Don't use the API in `ReverseAD`

to compute derivatives. Instead, create a `Nonlinear.Evaluator`

object with `Nonlinear.SparseReverseMode`

as the backend, and then query the MOI API methods.

### Design goals

The JuliaDiff organization maintains a list of packages for doing AD in Julia. At last count, there were at least ten packages–-not including `ReverseAD`

-–for reverse-mode AD in Julia. `ReverseAD`

exists because it has a different set of design goals.

**Goal: handle scale and sparsity.**The types of nonlinear optimization problems that MOI represents can be large scale (10^5 or more functions across 10^5 or more variables) with very sparse derivatives. The ability to compute a sparse Hessian matrix is essential. To the best of our knowledge,`ReverseAD`

is the only reverse-mode AD system in Julia that handles sparsity by default.**Goal: limit the scope to improve robustness.**Most other AD packages accept arbitrary Julia functions as input and then trace an expression graph using operator overloading. This means they must deal (or detect and ignore) with control flow, I/O, and other vagaries of Julia. In contrast,`ReverseAD`

only accepts functions in the form of`Nonlinear.Expression`

, which greatly limits the range of syntax that it must deal with. By reducing the scope of what we accept as input to functions relevant for mathematical optimization, we can provide a simpler implementation with various performance optimizations.**Goal: provide outputs which match what solvers expect.**Other AD packages focus on differentiating individual Julia functions. In contrast,`ReverseAD`

has a very specific use-case: to generate outputs needed by the MOI nonlinear API. This means it needs to efficiently compute sparse Hessians, and it needs subexpression handling to avoid recomputing subexpressions that are shared between functions.

### History

`ReverseAD`

started life as ReverseDiffSparse.jl, development of which began in early 2014(!). This was well before the other AD packages started development. Because we had a well-tested, working AD in JuMP, there was less motivation to contribute to and explore other AD packages. The lack of historical interaction also meant that other packages were not optimized for the types of problems that JuMP is built for (i.e., large-scale sparse problems). When we first created MathOptInterface, we kept the AD in JuMP to simplify the transition, and post-poned the development of a first-class nonlinear interface in MathOptInterface.

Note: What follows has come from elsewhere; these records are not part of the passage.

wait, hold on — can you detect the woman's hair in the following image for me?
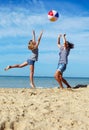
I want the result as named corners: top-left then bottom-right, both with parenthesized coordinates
top-left (67, 41), bottom-right (74, 49)
top-left (28, 40), bottom-right (34, 50)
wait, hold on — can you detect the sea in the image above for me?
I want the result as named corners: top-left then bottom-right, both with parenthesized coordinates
top-left (0, 76), bottom-right (89, 88)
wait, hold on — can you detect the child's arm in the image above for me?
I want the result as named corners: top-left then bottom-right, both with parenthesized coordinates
top-left (57, 34), bottom-right (62, 48)
top-left (38, 31), bottom-right (43, 44)
top-left (63, 34), bottom-right (67, 48)
top-left (35, 30), bottom-right (43, 48)
top-left (32, 30), bottom-right (36, 42)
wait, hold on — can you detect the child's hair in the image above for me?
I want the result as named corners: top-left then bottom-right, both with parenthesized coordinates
top-left (67, 41), bottom-right (74, 49)
top-left (28, 40), bottom-right (34, 50)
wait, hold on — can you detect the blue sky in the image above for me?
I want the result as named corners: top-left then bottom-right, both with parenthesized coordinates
top-left (0, 0), bottom-right (89, 77)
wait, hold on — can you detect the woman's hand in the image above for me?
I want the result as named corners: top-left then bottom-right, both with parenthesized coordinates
top-left (58, 34), bottom-right (62, 38)
top-left (63, 34), bottom-right (66, 37)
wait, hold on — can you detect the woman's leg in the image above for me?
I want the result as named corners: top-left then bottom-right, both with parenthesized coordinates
top-left (54, 70), bottom-right (64, 89)
top-left (29, 65), bottom-right (35, 88)
top-left (62, 77), bottom-right (71, 88)
top-left (4, 62), bottom-right (28, 71)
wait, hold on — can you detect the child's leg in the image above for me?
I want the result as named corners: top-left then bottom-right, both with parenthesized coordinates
top-left (4, 62), bottom-right (28, 71)
top-left (29, 64), bottom-right (35, 88)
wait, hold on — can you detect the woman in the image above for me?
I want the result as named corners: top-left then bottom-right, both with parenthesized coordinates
top-left (54, 34), bottom-right (74, 89)
top-left (4, 30), bottom-right (43, 88)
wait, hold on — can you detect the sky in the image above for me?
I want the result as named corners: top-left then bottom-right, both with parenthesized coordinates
top-left (0, 0), bottom-right (89, 77)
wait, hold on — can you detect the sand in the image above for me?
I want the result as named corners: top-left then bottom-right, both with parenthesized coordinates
top-left (0, 86), bottom-right (89, 130)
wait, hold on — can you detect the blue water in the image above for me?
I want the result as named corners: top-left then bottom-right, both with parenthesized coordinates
top-left (0, 76), bottom-right (89, 88)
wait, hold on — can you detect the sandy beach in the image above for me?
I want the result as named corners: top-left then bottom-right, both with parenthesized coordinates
top-left (0, 86), bottom-right (89, 130)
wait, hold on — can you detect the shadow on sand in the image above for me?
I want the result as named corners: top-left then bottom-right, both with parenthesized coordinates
top-left (73, 84), bottom-right (87, 89)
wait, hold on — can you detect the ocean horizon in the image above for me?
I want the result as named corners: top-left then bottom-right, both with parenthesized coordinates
top-left (0, 76), bottom-right (89, 88)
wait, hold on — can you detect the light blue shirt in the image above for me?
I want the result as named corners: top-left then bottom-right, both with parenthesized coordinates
top-left (30, 48), bottom-right (38, 61)
top-left (58, 46), bottom-right (70, 64)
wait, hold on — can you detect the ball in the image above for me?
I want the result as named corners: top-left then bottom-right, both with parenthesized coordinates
top-left (48, 10), bottom-right (59, 22)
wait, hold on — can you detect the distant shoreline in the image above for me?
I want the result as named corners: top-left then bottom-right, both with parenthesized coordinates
top-left (0, 75), bottom-right (89, 79)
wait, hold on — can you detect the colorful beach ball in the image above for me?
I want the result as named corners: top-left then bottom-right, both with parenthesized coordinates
top-left (48, 10), bottom-right (59, 22)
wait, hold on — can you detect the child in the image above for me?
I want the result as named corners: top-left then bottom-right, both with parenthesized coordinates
top-left (4, 30), bottom-right (43, 88)
top-left (54, 34), bottom-right (74, 89)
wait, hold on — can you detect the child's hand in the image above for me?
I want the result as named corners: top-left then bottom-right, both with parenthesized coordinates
top-left (41, 30), bottom-right (43, 35)
top-left (32, 30), bottom-right (35, 35)
top-left (40, 30), bottom-right (43, 37)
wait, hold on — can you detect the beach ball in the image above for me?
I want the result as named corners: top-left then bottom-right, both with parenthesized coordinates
top-left (48, 10), bottom-right (59, 22)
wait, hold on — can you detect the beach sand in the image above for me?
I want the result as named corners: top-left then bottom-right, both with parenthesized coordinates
top-left (0, 86), bottom-right (89, 130)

Prior to the introduction of `Nonlinear`

, JuMP's nonlinear implementation was a confusing mix of functions and types spread across the code base and in the private `_Derivatives`

submodule. This made it hard to swap the AD system for another. The main motivation for refactoring JuMP to create the `Nonlinear`

submodule in MathOptInterface was to abstract the interface between JuMP and the AD system, allowing us to swap-in and test new AD systems in the future.